There’s always a better.

 Is ‘good enough‘ ever good enough?

Not only do my parents want the best for me, they want the better. Well, guess what? There’s always a better. Even though I try my best, it’s never quite good enough. Even though I do good, I could always do BETTER.There’s always a better… and I can never seem to get there. I can do ‘good enough’, but that’s never good enough for my parents.

I try! … But sometimes I just want to stop trying.

~ by Bethany on January 27, 2007.

3 Responses to “There’s always a better.”

  1. Beth!
    I’m sorry you feel this way.Don’t stop trying cuz your awesome and can do stuff i can’t do like making cool websites. The snow is putting everyone in a gloomy mood but things will get brighter.

  2. aw yes baby girl, there is always a better- it’s striving within your own spirit for the best for you! Ah all parents have the dream of something “better” for their children, less stress, less troubles, less “issues”, more of we lacked when we were young, less mistakes so that things can be “BETTER” – alas we cannot sugar coat “life” for our kids- it has to happen for them as it is- that is why we WISH for the “better” for our children. I hope you can deal with this dream however difficult the reality is- and not be angry at parents that want not just the best but better for you than what they had- troubles and all. We as parents mean well- and don’t know the trips we are placing on our children by not accepting what is, when it is the best. Don’t stop trying- but it is peace within your soul that is most important and KNOWING that you have, for you, done the best for you that you could do!

  3. Truth is, oft times parents don’t really know much about parenting. Some of the ideas they have are right and others are wrong still others are correct but applied terribly.

    Also IMHO some of parenting is difficult on a really subtle level. Sometimes it seems to me that instilling a constant sense of inadequacy (and therefore a constant need to achieve) in a child really does allow them to maximize their potential for success (of a kind) but at the same time restricts them from enjoying their success (since it is always not ‘enough’). Some parents may choose this path as a ‘lesser of two evils’ others out of laziness (Since the ‘hard’ path is to compare your children to objective standards).

    Furthermore all this is complicated by the fact that even when talking about very, very simple kinds of ’success’ – say test scores. People can be very clued out as to what constitutes ‘better’. For example if you came home with a test score of 80% and your parents told you to try harder then on your next test you got an 84% and they were happy. After that you got an 82% and were told “You can do better”.

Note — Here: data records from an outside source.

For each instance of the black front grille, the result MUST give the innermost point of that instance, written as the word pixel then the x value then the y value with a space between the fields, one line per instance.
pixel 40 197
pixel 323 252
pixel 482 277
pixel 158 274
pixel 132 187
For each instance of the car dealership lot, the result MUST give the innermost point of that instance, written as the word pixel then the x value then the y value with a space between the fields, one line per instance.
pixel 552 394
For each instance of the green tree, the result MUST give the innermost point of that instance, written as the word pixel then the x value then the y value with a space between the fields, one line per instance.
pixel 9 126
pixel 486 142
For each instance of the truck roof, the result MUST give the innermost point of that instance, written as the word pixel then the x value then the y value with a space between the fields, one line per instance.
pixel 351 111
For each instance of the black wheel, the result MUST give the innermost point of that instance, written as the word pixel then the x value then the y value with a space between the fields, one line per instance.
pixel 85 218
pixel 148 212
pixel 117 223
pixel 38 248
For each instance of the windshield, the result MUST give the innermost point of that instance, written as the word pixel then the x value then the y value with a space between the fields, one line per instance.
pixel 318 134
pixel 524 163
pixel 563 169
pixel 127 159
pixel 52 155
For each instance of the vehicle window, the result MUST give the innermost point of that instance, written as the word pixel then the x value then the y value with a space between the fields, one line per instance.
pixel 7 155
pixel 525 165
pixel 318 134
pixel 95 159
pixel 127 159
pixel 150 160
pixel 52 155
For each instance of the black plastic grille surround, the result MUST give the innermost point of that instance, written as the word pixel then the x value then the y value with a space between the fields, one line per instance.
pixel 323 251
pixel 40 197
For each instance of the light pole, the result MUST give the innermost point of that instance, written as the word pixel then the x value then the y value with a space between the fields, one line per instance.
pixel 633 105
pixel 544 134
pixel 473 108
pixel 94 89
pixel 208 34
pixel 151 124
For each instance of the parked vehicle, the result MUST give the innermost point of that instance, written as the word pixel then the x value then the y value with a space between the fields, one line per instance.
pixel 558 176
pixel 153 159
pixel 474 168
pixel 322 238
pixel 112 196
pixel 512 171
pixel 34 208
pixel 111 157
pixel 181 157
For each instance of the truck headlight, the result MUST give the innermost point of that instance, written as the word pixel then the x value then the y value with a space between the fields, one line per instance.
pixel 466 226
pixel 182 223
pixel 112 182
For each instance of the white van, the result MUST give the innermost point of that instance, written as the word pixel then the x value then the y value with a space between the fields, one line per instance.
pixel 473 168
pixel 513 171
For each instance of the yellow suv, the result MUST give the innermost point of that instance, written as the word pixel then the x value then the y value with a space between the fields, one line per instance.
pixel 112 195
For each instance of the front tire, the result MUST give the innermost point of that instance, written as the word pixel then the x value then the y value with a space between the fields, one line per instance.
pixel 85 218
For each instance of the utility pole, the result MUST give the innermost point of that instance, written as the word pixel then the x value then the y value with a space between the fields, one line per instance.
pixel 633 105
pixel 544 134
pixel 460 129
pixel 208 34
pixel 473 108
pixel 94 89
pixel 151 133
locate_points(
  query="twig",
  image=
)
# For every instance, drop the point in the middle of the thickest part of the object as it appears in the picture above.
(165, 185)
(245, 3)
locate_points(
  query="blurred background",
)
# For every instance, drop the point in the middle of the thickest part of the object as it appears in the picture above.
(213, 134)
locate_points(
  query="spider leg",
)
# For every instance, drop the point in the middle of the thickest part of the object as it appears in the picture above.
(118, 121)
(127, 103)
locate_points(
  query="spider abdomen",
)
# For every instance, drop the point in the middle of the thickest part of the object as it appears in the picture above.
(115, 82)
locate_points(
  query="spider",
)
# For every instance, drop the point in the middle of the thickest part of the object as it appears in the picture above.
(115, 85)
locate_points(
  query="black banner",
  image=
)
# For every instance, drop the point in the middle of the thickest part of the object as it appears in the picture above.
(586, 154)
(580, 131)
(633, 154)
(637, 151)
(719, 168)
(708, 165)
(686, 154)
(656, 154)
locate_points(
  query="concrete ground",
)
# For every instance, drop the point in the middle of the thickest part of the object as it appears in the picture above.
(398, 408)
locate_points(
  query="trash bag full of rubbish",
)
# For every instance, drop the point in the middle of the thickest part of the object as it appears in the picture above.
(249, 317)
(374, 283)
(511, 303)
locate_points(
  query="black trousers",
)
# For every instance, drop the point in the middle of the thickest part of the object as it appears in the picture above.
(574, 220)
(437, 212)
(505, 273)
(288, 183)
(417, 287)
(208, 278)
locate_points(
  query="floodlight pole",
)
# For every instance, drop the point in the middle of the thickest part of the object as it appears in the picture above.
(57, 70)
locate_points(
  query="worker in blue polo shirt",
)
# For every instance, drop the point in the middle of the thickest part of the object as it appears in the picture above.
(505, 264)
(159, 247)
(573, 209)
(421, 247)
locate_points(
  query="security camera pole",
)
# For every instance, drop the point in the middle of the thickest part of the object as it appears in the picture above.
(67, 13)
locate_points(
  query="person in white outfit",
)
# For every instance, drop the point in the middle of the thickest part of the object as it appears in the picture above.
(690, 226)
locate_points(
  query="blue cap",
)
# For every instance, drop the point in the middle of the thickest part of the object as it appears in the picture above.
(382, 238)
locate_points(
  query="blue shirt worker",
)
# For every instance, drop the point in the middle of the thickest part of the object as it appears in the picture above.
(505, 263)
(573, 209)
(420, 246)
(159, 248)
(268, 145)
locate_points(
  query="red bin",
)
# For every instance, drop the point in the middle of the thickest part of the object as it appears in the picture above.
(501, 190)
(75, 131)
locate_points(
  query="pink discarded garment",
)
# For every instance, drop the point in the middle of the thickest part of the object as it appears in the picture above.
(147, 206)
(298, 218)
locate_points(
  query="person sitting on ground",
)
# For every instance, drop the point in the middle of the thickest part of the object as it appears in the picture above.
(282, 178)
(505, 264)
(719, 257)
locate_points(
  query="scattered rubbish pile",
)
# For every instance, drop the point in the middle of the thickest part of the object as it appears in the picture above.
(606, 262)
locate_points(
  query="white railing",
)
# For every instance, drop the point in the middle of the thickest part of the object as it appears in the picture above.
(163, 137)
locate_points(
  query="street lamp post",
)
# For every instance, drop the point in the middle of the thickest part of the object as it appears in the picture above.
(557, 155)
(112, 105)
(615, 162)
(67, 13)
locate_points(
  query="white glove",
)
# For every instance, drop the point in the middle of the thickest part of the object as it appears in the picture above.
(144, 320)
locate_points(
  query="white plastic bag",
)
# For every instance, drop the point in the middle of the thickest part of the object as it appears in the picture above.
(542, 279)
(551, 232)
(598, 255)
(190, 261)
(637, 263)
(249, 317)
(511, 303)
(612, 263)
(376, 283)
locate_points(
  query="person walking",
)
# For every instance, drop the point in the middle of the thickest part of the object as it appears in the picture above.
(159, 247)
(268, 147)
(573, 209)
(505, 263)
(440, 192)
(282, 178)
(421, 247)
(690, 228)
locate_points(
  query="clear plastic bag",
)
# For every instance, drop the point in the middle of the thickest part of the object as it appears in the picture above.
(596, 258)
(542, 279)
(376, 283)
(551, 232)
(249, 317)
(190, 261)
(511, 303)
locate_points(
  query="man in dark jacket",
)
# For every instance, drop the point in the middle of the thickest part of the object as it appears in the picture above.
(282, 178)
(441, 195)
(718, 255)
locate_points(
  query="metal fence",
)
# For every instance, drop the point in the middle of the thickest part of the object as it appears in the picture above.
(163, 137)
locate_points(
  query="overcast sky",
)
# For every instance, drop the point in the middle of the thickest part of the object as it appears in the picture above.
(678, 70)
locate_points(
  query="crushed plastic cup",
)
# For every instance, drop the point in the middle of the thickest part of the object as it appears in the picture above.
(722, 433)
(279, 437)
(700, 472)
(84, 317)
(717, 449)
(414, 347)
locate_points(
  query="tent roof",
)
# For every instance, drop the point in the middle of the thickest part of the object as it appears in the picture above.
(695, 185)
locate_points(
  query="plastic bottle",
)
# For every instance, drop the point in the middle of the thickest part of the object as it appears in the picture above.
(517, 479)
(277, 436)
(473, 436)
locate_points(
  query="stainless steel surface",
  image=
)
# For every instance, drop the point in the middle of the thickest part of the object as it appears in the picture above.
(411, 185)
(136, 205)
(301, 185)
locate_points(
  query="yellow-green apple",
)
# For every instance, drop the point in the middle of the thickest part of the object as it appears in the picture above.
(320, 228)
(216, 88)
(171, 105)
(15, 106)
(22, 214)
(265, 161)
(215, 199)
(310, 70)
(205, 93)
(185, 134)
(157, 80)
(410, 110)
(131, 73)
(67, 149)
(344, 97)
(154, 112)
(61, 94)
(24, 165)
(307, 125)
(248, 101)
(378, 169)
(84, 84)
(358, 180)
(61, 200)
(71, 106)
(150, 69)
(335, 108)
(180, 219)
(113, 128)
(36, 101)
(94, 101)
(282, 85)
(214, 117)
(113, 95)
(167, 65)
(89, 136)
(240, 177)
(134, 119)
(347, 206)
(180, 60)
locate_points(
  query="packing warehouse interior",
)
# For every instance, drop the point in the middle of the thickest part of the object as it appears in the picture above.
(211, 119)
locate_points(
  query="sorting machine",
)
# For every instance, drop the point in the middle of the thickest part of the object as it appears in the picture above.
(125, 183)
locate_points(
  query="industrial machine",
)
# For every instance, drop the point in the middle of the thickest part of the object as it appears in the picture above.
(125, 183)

    Truth is statistically these are likely all the same level of success. Every test and measure on earth has an ‘error’ associated with it. Which means that the same person taking a test of roughly the same difficulty twice – isn’t guaranteed to get the same mark. Only marks “around” some central value. As a rule of thumb it’s probably a good idea to think of most academic tests as having an error of +/- 5%.

    Which means that a score of 80 is about the same as a score of 76%-84%. Which also means 84 isn’t ‘better’ than 82% and 80% wasn’t worse than either score.

    So what’s all this mean? Try harder when your parents ask but think of it as doing your parents a favor. Not all of these measures will exist in the real world and when people in the real world *do* measure you to a standard. Understand that distinction isn’t always meaningful to anyone but the observer. So be wise about those who’s standards you do subject yourself to and which ones you take to heart.